Tutorial: Let's make a Data Driven Map

Let's make a Data Driven Map

This walkthrough is also available as a Jupyter ipynb Notebook - you can run yourself

Lets make a Choropleth

A choropleth is essentially a data driven map, that changes the map in some regard based on those values.

A very familiar example are the red and blue styles shading of states for US Elections, but can show many things such as precipitation, or heatmaps, and many other things.

Screenshot - example choropleth

Configure the Map

Maps don't show year over year very well.

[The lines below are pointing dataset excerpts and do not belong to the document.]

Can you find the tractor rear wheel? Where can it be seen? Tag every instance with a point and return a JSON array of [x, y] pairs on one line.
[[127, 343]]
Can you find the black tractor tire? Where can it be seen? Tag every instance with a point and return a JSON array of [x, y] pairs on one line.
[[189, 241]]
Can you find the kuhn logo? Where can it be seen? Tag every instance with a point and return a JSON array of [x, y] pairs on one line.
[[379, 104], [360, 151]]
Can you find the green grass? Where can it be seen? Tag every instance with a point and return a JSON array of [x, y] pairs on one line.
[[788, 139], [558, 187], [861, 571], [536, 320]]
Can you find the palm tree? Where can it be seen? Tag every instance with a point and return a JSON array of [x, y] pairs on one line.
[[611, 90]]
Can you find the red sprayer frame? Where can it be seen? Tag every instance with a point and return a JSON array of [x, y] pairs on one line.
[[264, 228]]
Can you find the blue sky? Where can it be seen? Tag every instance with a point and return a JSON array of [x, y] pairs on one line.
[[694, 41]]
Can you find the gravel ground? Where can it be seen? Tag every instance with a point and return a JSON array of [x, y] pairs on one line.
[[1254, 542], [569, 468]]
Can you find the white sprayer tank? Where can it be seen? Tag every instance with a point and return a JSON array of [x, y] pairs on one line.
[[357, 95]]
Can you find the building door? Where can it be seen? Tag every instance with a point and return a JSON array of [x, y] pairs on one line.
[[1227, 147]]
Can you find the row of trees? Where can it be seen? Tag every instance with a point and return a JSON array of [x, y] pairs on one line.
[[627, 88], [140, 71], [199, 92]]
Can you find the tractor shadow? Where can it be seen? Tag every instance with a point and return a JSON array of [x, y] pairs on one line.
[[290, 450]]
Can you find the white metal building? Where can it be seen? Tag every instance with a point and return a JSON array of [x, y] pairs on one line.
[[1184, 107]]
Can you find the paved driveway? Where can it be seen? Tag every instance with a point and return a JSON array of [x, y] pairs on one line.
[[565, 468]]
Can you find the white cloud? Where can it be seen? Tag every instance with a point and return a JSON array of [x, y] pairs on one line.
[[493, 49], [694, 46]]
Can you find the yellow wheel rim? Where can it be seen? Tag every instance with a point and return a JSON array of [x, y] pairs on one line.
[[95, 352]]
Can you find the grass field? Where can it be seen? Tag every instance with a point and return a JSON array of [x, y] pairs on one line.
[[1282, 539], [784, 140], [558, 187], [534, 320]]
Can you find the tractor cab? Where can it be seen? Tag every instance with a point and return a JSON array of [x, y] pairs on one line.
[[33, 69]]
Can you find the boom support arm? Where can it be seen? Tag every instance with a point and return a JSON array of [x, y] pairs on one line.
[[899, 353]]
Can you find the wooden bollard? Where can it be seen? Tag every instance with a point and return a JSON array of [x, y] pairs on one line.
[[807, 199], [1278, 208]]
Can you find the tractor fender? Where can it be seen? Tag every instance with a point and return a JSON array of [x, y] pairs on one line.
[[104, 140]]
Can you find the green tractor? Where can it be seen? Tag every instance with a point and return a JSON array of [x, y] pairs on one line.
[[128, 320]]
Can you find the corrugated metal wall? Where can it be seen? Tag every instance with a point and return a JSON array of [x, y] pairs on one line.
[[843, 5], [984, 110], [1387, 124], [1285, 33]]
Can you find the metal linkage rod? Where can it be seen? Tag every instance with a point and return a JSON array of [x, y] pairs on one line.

To simplify finding this, here is the configuration:

currentYear = 1955;
1955
currentMetric = 'prop';
'prop'

Libraries

We will use the following libraries:

utils = require('jupyter-ijavascript-utils');
geographyDatastore = require('sane-topojson');
countryISO = require('i18n-iso-countries');
topojson = require('topojson-client');
['utils', 'geographyDatastore', 'countryCodes', 'topojson'];

jupyter-ijavascript-utils

Very helpful library for doing data exploration and visualization within Jupyter Notebooks - using the iJavaScript Library.

This library in fact - see more here

topojson-client - topojson

TopoJSON is an an open format extension from the GeoJSON format, that can be converted to and from GeoJSON.

Even though it can store more data into it, it can also result in much smaller files dues to how it organizes data.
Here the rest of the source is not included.